Many cannot fly; their wings have been clipped. As such, they live with the fear and psychosis of not being able to escape perceived danger, and thereby falling. As young birds reach maturity, the restriction of their natural desire to fly, forage, raise young and socialize with other birds often manifests in neurotic behavior.
Luckily, there's a guardian angel for some of these animals.
Her name is Wendy Huntbatch, and she's the co-owner of Coombs' World Parrot Refuge -- a sanctuary that started purely by accident. Thirteen years ago, Huntbatch's home was burglarized, and four of her six parrots were stolen, a loss that was devastating for her and her husband, Horst Neumann.
Not one to sit and complain, she placed advertisements to try and find them, and her telephone started ringing. It hasn't stopped since.
Within a week, her home had suddenly become a refuge for 15 large birds. "People were calling me because they wanted to get rid of their exotic birds," she said. "We took this as a sign that we needed to do something for the birds, that it was our mission to look after them."
In 2004, the couple used their savings to purchase a 20-acre property in Coombs, where they built flight compounds, a hospital unit and a special care section for the birds. Open for one year, the refuge is now home to more than 700 feathered friends, including cockatoos, parrots and macaws.
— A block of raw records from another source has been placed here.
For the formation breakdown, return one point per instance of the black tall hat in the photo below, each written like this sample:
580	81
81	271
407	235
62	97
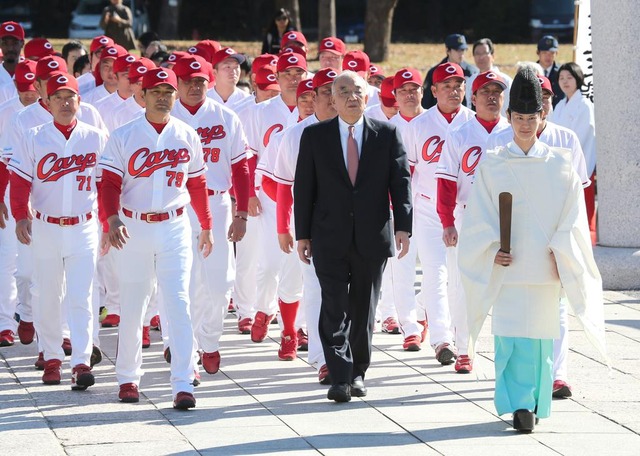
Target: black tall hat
525	96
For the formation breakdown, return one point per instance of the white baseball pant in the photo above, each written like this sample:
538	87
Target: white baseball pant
156	250
428	237
64	262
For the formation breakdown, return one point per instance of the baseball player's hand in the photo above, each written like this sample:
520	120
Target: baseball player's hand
23	231
255	208
205	243
238	227
105	243
503	258
304	250
286	242
402	243
118	233
4	215
450	236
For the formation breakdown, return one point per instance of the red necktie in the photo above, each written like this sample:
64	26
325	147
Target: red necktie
352	155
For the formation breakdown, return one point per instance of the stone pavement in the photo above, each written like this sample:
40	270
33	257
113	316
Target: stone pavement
259	405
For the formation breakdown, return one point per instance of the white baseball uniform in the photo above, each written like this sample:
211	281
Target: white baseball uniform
223	144
65	231
154	168
461	153
233	102
556	136
424	138
276	271
284	172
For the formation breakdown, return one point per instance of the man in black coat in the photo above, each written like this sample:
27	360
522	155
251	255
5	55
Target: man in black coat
456	46
347	170
547	52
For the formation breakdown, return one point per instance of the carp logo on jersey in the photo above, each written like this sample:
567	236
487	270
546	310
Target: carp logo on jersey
432	149
208	134
143	162
51	167
470	160
272	129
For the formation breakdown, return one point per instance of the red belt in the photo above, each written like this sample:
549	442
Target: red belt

For some of these magnificent creatures, the World Parrot Refuge is their happily ever after.
They learn to behave like birds again, starting to interact with other birds and to flock. Their health and nutrition are carefully monitored, and their floor-to-ceiling compounds are filled with branches to simulate a jungle, with toys to stimulate them and keep them occupied.
It's expensive, to say the least, which is why the refuge is open to the public for a fee.
Huntbatch even hopes to introduce a "picnic with the birds" opportunity for visitors.
"It costs us $500 a year to keep a bird in here," she said. "Of all the people that have sent us the birds they can no longer care for or no longer want, only 20 have continued to support their birds financially. The rest think they're doing us a favor."
In truth, the only great deal is to leave these birds alone in the jungles where they belong -- far from cages, wing-clippings and over-zealous pet owners.
But if that's an ideal that cannot be achieved today, then it's comforting to know that in this small world, there is indeed a Wendy Huntbatch.